The fact that CloudFlare has "Flexible SSL" leads me to believe they don't care about security at all. I've asked them to at least post a "CF-SSL: Flexible" header or similar to responses so someone could develop a Chrome extension to alert on this behavior.
They're presenting sites over HTTPS to visitors while tunneling the full request in plain text over HTTP across the internet back to the origin server. Because of this, web browsers like Chrome will allow access to sensitive APIs like Geolocation despite the end to end communication being insecure.
If I could, I'd personally blacklist all "Flexible SSL" sites from my daily browsing.
Just revoke CF's certificate on your local machine. If they won't tell you when they're being flexible you have to assume they're always being flexible.
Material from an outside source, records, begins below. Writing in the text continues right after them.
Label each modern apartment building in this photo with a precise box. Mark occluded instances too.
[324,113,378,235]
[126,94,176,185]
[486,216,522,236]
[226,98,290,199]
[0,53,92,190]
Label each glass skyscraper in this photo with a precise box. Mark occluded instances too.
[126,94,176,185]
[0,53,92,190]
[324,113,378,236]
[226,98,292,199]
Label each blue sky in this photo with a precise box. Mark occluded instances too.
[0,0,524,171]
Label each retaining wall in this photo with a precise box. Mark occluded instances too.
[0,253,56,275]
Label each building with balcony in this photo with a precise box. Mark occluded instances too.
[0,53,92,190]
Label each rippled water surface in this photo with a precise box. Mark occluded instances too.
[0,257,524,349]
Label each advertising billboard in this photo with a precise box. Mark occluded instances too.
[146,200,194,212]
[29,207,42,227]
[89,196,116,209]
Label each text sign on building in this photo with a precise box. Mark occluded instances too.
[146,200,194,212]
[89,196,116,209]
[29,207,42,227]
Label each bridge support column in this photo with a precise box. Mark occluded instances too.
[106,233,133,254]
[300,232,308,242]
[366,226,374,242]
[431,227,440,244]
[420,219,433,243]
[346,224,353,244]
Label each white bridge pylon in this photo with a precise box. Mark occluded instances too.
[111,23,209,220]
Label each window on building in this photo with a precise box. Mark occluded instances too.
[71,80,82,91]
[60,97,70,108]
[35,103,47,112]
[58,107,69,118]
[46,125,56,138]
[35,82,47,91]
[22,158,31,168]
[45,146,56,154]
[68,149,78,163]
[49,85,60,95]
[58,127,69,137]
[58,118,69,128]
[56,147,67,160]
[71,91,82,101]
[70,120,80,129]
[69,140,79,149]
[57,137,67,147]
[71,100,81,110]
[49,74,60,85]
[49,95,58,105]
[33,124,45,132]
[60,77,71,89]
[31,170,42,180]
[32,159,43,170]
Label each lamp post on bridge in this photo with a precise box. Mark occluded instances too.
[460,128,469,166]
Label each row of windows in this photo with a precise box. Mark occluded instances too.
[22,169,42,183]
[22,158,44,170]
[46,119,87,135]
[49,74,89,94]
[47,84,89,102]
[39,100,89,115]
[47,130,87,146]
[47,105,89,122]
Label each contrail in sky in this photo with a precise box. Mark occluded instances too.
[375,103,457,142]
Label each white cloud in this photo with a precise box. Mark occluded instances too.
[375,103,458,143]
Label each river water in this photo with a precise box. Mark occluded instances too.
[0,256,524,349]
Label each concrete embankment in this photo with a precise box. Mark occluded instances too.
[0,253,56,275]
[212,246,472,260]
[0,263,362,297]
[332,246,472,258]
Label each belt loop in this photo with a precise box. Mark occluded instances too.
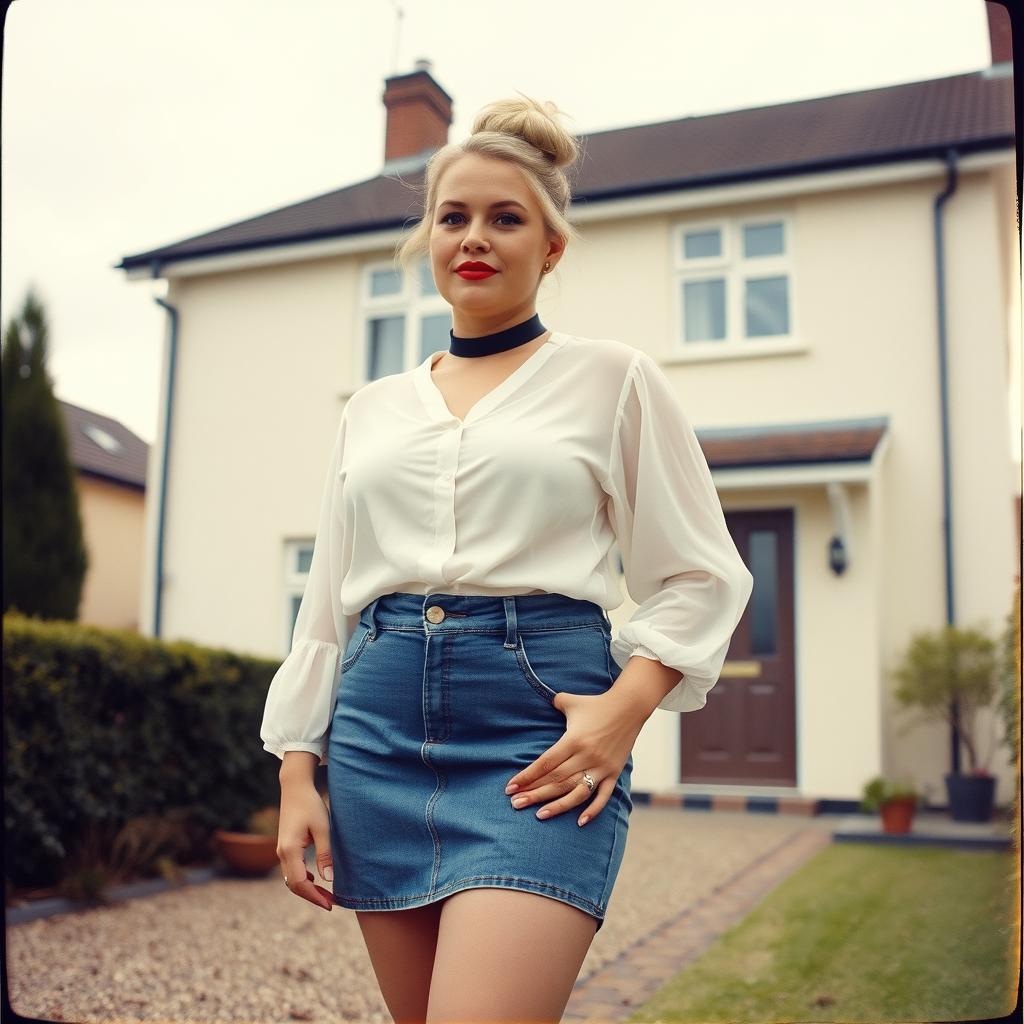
[504,597,519,650]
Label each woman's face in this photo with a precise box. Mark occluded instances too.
[430,153,564,337]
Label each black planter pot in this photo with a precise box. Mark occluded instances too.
[943,774,995,821]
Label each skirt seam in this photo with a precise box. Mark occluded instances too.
[334,874,607,916]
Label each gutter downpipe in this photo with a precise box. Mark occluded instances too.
[932,146,961,775]
[150,259,178,637]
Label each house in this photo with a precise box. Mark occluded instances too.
[120,6,1021,811]
[57,398,150,632]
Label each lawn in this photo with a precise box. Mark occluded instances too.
[629,843,1020,1024]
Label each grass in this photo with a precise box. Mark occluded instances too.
[629,844,1020,1024]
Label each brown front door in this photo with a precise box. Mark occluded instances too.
[679,509,797,786]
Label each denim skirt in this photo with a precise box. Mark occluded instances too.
[327,593,633,930]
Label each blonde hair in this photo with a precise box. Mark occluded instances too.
[394,90,581,272]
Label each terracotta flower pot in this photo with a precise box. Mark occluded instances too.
[880,797,918,833]
[213,828,281,878]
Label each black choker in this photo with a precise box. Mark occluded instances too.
[449,313,547,355]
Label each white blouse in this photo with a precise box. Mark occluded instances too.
[260,331,754,765]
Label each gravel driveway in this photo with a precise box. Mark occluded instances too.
[7,804,828,1024]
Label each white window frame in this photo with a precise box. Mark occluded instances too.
[665,210,805,362]
[283,537,315,655]
[353,257,452,387]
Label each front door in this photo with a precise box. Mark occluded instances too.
[679,509,797,786]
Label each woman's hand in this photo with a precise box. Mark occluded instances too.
[278,780,334,910]
[505,690,645,825]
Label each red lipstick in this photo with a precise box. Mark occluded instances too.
[455,259,498,281]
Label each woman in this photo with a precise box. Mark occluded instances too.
[261,98,752,1022]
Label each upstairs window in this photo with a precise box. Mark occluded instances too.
[355,258,452,384]
[673,215,793,351]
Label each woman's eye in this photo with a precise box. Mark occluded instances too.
[440,210,522,224]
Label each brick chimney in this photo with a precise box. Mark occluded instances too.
[383,60,452,168]
[985,0,1013,66]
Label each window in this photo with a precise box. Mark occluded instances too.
[284,538,313,654]
[355,258,452,384]
[673,214,793,352]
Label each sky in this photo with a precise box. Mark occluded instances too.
[0,0,990,443]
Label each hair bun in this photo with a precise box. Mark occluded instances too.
[472,89,580,167]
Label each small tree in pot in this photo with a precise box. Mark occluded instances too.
[213,805,281,878]
[893,626,997,821]
[860,775,921,833]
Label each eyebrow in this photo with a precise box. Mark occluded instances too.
[439,199,526,210]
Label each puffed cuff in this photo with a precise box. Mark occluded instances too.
[610,622,725,712]
[260,638,341,765]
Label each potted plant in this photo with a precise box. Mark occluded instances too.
[213,805,281,878]
[860,775,921,833]
[893,626,998,821]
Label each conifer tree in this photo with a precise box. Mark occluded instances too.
[0,287,88,621]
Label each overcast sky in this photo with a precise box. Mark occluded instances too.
[0,0,990,443]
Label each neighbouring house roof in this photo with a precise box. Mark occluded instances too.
[695,416,889,469]
[57,398,150,490]
[118,72,1014,270]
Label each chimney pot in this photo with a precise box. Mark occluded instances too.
[985,0,1013,65]
[383,58,452,165]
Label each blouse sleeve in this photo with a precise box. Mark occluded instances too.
[605,352,754,712]
[260,415,355,765]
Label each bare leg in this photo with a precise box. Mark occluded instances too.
[355,902,441,1024]
[427,889,597,1024]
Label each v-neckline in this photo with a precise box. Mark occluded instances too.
[415,331,564,427]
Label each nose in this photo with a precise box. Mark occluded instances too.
[461,220,490,252]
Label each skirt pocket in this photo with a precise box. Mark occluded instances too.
[341,620,373,673]
[515,626,617,703]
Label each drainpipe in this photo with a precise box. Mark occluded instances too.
[932,147,961,774]
[151,260,178,637]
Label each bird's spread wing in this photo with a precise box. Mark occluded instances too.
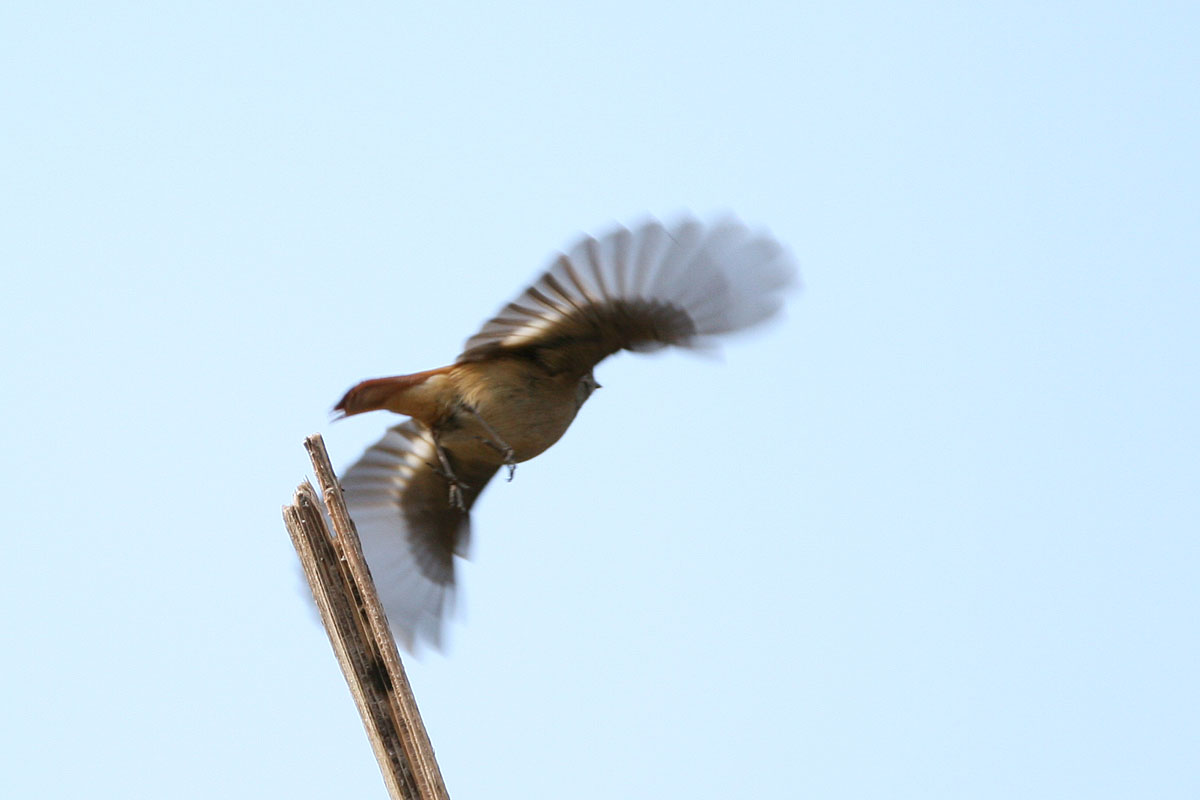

That has undesired effects. I have a page that uses SSL CF<->server via their certificate. The certificate for the end user is still a CF certificate. The end user has no way of finding out if the connection to origin is encrypted.
They're presenting sites over HTTPS to visitors while tunneling the full request in plain text over HTTP across the internet back to the origin server. Because of this, web browsers like Chrome will allow access to sensitive APIs like Geolocation despite the end to end communication being insecure.
If I could, I'd personally blacklist all "Flexible SSL" sites from my daily browsing.